“Antique Annie” was Houston Museum’s eccentric founder

A century-old Victorian home perched high above the Tennessee River in Chattanooga’s vibrant Bluff View Art District houses one of the world’s finest antique glass and ceramics collections. The Houston Museum of Decorative Arts is home to the lifetime collection of Anna Safley Houston, an eccentric woman of modest financial means. Nicknamed Antique Annie, although few people called her that to her face, she acquired a world class collection through her uncanny ability to select the finest, and her self sacrifice to keep her collection intact. The story of Antique Annie is as fascinating as the collection itself.

houston_4.jpgBorn in Alabama in 1876, young Anna Safley was intrigued with colored bits of glass and glued them on bottles to make vases. In the early 1900s she opened a millinery store in Chattanooga and continued collecting glass throughout her retail career. Finally she acquired enough inventory to open an antique shop there in the 1920s, but she lost it during the Great Depression.

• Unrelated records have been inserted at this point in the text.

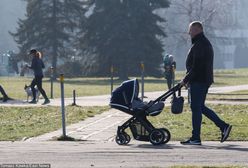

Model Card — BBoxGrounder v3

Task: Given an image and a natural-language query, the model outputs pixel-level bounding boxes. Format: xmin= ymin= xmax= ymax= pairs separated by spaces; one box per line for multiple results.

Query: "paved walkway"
xmin=0 ymin=85 xmax=248 ymax=168
xmin=0 ymin=141 xmax=248 ymax=168
xmin=2 ymin=85 xmax=244 ymax=141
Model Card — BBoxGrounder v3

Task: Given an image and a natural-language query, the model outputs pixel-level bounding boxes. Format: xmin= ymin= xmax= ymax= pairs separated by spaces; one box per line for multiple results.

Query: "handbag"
xmin=171 ymin=89 xmax=184 ymax=114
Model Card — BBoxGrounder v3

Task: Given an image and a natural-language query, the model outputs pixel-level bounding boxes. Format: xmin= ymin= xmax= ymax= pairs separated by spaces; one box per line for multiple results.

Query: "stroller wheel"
xmin=160 ymin=128 xmax=171 ymax=144
xmin=115 ymin=132 xmax=131 ymax=145
xmin=123 ymin=132 xmax=131 ymax=144
xmin=149 ymin=129 xmax=165 ymax=145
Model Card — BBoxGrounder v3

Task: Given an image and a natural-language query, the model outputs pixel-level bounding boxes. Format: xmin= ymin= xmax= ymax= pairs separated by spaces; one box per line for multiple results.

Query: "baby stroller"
xmin=110 ymin=79 xmax=181 ymax=145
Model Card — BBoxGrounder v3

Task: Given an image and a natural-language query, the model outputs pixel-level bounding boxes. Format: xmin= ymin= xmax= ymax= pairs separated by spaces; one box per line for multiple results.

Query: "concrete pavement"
xmin=0 ymin=141 xmax=248 ymax=168
xmin=0 ymin=85 xmax=248 ymax=168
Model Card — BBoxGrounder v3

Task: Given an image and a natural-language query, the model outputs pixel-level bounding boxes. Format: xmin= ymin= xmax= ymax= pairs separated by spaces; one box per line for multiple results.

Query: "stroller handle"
xmin=147 ymin=83 xmax=183 ymax=108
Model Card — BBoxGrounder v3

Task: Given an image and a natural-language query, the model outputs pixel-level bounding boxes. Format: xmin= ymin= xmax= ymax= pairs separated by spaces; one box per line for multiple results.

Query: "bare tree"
xmin=160 ymin=0 xmax=235 ymax=68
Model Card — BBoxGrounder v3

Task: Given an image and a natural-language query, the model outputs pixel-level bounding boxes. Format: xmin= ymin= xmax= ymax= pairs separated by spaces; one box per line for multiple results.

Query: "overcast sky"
xmin=0 ymin=0 xmax=26 ymax=52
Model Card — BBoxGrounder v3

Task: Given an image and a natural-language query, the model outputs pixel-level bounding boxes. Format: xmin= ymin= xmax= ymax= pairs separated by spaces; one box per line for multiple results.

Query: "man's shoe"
xmin=3 ymin=97 xmax=9 ymax=102
xmin=42 ymin=99 xmax=50 ymax=105
xmin=181 ymin=138 xmax=201 ymax=145
xmin=29 ymin=100 xmax=37 ymax=104
xmin=220 ymin=124 xmax=232 ymax=143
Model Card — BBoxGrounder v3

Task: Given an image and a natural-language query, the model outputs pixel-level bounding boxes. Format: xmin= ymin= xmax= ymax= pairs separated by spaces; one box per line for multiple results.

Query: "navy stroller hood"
xmin=110 ymin=79 xmax=139 ymax=113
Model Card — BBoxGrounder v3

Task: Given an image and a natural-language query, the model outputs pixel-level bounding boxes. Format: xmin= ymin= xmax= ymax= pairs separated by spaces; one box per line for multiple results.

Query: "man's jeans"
xmin=190 ymin=83 xmax=227 ymax=140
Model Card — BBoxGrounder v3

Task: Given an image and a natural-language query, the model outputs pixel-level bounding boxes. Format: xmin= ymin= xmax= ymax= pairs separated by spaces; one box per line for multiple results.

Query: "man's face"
xmin=189 ymin=25 xmax=202 ymax=38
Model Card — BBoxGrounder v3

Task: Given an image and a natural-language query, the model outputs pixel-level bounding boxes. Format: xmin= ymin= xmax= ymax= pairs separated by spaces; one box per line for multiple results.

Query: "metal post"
xmin=60 ymin=74 xmax=66 ymax=137
xmin=140 ymin=61 xmax=145 ymax=101
xmin=72 ymin=90 xmax=76 ymax=106
xmin=187 ymin=87 xmax=191 ymax=104
xmin=50 ymin=66 xmax=54 ymax=99
xmin=110 ymin=65 xmax=114 ymax=94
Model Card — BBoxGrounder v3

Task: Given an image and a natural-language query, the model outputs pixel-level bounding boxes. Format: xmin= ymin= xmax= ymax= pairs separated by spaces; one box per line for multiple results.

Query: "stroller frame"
xmin=115 ymin=84 xmax=181 ymax=145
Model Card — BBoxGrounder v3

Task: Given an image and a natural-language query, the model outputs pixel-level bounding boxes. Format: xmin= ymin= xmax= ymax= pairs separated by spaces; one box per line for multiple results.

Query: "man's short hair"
xmin=190 ymin=21 xmax=203 ymax=30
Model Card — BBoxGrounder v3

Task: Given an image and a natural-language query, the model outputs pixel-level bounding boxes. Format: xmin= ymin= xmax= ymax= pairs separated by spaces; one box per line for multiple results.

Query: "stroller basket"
xmin=130 ymin=121 xmax=149 ymax=141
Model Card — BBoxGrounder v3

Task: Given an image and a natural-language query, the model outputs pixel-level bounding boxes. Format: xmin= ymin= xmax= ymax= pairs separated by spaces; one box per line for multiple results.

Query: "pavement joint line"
xmin=80 ymin=121 xmax=124 ymax=140
xmin=68 ymin=114 xmax=113 ymax=134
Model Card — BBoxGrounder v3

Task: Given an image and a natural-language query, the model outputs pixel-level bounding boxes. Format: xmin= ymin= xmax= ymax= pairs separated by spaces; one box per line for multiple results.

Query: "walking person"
xmin=163 ymin=54 xmax=176 ymax=89
xmin=180 ymin=21 xmax=232 ymax=145
xmin=0 ymin=85 xmax=9 ymax=102
xmin=28 ymin=49 xmax=50 ymax=105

She was married numerous times; estimates range from five to ten husbands. None of these men was affluent enough to support her lifestyle and she had to continue working to acquire her possessions. All of her marriages ended in divorce. She consistently used the last name of Houston, reportedly her favorite husband.

When extreme financial hardships occurred in her later life, Annie lived in a barn rather than sell some of her possessions to buy a home. During her last years she slept on a cot with only her dog for a companion. More than 15,000 glass water pitchers hung from her barn’s ceiling, and every other imaginable place. When there was a fire in the barn in the late 1940s, those valuable pitchers were used – bucket brigade-fashion – to pour water on the flames, and most of her possessions were saved. In 1951 Annie Houston died of what her death certificate says was “obstructve jaundice,” a disease of the liver. She she never sold a single one of her thousands of antiques to pay for lifesaving food or medical treatment.

Prior to her death, the childless collector made legal arrangements to have her 50+ collections in trust to the people of Chattanooga. They are now on display for the enjoyment of antique lovers in the not-for-profit Houston Museum, which is best known for 18th, 19th, and early 20th century antique art glass and American pressed glass. The rare glass collections include amberina, plated amberina, Pomona, peachblow, Burmese, cameo, Steuben, Tiffany, cranberry, satin, Quezal, Durand, sandwich and cut glass as well as more than 600 patterns of Early American pressed glass. There is also a variety of lustre and a large collection of the rarest examples of Staffordshire, Mettlach steins, Rockingham-Bennington pottery, bottles and flasks, original Toby jugs, Meissen, and Rose Canton pieces, mostly in the Rose Medallion and Rose Mandarin patterns.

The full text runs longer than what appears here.